噛み合わない歯車を必死に回してボクたちはいつも同じ答えばかり。


いつから好きだったか、これが最後の恋じゃないのに、が百万一回。


「しんちゃんを…抱いたら、もう戻れなくなる」

「戻る必要なんてないぞ。逃げたってもう幸せにはなれないんでしょ」

しんちゃんが笑う気配はない。光に反射した頬は金色に染まっていく。

綺麗。好き。そんな思考を巡らせるボクを他所に、優しく呟いた。


「だから、セックスしょう。

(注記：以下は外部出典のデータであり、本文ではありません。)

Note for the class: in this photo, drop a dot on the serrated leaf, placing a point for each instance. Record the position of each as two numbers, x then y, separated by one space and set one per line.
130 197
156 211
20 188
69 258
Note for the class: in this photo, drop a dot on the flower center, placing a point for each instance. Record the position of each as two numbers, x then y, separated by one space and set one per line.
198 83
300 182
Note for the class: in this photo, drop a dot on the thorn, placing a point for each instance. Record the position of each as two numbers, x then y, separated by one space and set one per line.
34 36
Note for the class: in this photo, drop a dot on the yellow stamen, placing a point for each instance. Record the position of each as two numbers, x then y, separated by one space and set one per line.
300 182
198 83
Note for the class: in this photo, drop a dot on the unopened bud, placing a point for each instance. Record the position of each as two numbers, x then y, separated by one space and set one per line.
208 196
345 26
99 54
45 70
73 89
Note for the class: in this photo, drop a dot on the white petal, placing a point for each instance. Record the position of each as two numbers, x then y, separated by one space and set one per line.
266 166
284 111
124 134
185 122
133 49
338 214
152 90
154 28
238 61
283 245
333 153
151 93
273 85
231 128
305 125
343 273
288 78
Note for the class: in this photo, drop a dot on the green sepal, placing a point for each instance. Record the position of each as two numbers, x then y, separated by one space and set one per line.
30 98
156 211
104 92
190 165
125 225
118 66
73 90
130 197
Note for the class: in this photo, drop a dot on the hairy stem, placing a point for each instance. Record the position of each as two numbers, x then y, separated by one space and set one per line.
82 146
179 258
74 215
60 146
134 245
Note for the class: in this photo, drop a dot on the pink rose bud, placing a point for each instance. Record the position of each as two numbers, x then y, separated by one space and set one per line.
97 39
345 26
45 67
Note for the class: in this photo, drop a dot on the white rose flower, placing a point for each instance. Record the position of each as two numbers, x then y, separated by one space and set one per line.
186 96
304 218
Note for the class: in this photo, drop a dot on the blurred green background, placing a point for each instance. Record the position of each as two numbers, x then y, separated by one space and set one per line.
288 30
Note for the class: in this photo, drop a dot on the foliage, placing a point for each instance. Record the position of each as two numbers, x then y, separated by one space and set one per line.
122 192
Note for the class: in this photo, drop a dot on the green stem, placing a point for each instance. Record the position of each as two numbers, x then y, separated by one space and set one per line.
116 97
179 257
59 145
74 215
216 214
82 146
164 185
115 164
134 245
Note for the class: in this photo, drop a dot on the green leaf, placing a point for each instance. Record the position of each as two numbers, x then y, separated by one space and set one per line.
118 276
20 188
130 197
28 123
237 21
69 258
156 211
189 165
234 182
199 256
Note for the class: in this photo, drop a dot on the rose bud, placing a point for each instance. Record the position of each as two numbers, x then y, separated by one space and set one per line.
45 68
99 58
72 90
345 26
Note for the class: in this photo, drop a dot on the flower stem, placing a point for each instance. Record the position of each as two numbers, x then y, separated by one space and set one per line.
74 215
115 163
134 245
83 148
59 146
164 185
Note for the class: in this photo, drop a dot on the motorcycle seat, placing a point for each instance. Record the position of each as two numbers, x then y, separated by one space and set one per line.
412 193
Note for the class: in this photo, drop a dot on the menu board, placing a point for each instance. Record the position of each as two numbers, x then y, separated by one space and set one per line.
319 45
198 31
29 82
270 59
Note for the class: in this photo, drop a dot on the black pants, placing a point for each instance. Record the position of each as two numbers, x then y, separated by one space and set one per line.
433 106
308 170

痛くても気持ちが良かったら愛だぞ」

「しんちゃ、」


もう、それからのことは、よく覚えてはいない。

抱き合うように、玄関に駆け込んで、衣服を廊下に投げ捨てた。


無我夢中。全身を焼いたように熱くなる衝動にボク達は泣き叫ぶ。


「し、んちゃんの…この奥に…ボクがい、る」

胸にそっと手を当てると、しんちゃんは愛しそうに目を細めた。

「ボーちゃんも」

「しんちゃ、ん」

ゆっくりと指でボクの体を辿るとしんちゃんは心臓の上を指で指した。